Visual workflows are procedural programming in a costume
Why outcome specs beat node graphs in production
I’m always blown away looking at an agent described as an visual workflow. The boxes and lines expanding a collapsing are a joy to witness, and they scratch the same part of my brain that obsessed over tech trees in real-time strategy games. A system that answers questions is defined as dozens of lines and boxes that culminate in a summary in a markdown file.
By the time they’re done, the canvas looked like a circuit board designed by someone having a bad day. Forty-something nodes. Arrows crossing arrows.
You can see everything while simultaneously understanding almost nothing.
Boxes and arrows are just code in a costume
Here’s something that took me too long to realize about visual AI workflow builders. Strip away the drag-and-drop interface and what’s underneath is a control flow graph. Boxes are functions. Arrows are return values. Conditionals are if-statements. Retry loops are while-loops.
It’s procedural programming. The same paradigm as Python or TypeScript, just rendered as a diagram instead of text.
This matters because the visual layer doesn’t change the paradigm. It changes the representation. And the new representation is worse in almost every way that matters for production systems: harder to version control, harder to diff, harder to review, harder to refactor, harder to compose.
Over 25 years ago, L. Peter Deutsch watched a talk on visual programming and made an observation that became known as the Deutsch Limit: “The problem with visual programming is that you can’t have more than 50 visual primitives on the screen at the same time. How are you going to write an operating system?”
He was talking about general-purpose software. AI workflows hit that limit much faster. A moderately complex agent with tool calls, branching logic, evaluation steps, retry loops, and error handling blows past 50 nodes before you’ve handled the happy path. The visual representation that was supposed to make the system legible makes it less legible. The diagram becomes the thing you need a diagram to explain.
The shift nobody is talking about
The software industry has been through this exact transition before. More than once.
When you write SELECT * FROM orders WHERE total > 100, you don’t specify which index to use. You don’t tell the database whether to do a sequential scan or a hash join. You don’t manage memory allocation or disk I/O. You describe the result you want, and the query optimizer — decades of engineering condensed into a planner — figures out the execution path. This is what makes SQL so durable. The same query runs on SQLite and on a distributed Snowflake cluster. The what stays the same. The how adapts to the context.
Terraform did the same thing for infrastructure. Before Terraform, deploying infrastructure meant writing imperative scripts: create this server, configure this load balancer, attach this security group, in this order, and hope nothing fails halfway through. Terraform replaced all of that with a declaration: “I want 5 instances behind a load balancer in us-east-1.” The system reads your desired state, compares it to reality, and converges.
Kubernetes did it for container orchestration. “I want 3 replicas of this service, always.” Not “launch a container, check if it’s healthy, restart it if it crashes, scale up if load increases.” You declare the outcome. The system maintains it.

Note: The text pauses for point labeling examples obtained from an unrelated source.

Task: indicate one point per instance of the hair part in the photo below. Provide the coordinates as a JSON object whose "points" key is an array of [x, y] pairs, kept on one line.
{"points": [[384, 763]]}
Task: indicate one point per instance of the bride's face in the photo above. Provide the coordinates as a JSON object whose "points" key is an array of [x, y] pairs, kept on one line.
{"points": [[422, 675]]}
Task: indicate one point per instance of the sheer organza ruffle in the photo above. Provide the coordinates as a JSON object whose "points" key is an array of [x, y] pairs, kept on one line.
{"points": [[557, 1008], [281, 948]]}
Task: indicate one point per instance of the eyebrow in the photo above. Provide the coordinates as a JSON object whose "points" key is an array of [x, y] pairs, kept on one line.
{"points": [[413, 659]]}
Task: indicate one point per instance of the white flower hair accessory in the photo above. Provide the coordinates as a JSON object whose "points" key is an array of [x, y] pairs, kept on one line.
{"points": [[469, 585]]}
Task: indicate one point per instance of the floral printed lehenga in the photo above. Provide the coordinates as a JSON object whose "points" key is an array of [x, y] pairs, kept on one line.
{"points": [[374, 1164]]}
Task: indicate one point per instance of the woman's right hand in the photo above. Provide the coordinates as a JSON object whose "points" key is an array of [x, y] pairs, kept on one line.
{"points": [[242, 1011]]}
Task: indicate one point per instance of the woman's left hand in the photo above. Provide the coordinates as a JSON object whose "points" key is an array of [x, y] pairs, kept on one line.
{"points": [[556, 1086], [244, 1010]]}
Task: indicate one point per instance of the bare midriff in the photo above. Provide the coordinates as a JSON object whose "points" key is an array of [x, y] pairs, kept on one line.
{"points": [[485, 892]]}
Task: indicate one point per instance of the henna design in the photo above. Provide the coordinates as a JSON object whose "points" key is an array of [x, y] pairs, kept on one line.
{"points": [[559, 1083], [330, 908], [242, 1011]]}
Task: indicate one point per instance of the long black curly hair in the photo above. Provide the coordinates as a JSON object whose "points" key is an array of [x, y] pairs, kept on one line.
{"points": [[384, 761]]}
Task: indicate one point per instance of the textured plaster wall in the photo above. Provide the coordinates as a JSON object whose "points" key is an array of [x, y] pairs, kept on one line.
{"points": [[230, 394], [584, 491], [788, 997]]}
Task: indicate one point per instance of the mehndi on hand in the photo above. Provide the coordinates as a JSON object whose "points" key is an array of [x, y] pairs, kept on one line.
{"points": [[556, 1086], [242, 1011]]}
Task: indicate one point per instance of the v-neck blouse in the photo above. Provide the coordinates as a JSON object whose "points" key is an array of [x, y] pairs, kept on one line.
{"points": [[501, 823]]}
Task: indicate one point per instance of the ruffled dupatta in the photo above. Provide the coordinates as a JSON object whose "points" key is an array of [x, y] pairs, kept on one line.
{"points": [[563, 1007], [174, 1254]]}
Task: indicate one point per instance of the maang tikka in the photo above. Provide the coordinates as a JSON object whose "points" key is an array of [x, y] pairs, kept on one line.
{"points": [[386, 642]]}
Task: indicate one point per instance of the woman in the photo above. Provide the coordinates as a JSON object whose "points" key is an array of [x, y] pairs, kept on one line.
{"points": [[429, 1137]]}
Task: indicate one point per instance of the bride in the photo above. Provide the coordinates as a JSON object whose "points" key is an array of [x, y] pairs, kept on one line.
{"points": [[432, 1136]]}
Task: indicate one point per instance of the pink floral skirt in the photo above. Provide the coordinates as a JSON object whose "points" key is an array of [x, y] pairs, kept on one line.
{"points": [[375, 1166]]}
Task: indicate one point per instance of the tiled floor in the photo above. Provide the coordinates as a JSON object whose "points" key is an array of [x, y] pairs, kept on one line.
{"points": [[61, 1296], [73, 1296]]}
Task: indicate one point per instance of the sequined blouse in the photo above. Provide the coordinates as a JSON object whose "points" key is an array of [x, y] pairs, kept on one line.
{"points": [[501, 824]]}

Every one of these transitions followed the same arc: procedural tools that worked fine at small scale became unmanageable as complexity grew. Declarative tools replaced them not by doing the same thing with a nicer interface, but by operating at a different level of abstraction.
What’s the word for the version of this shift in AI evaluation? I think it’s happening right now, and most people are building on the wrong side of it.
The plumbing problem
Now look at how visual AI workflow tools handle evaluation. Take a concrete example: Vellum’s recommended architecture for a RAG evaluation loop. You wire a Prompt Node to a Guardrail Node that runs an evaluation metric at runtime — say, Ragas Faithfulness. If the score is below your threshold, you route the failure path through a Conditional Node back to the Prompt Node for another attempt. You need a Templating Node to track the Prompt Node’s execution counter so the loop doesn’t run forever. You add a second Conditional branch for when retries are exhausted. You add a Try adornment on the Prompt Node to expose an error output for non-deterministic failures. You wire the success path through a Merge Node to a Final Output Node.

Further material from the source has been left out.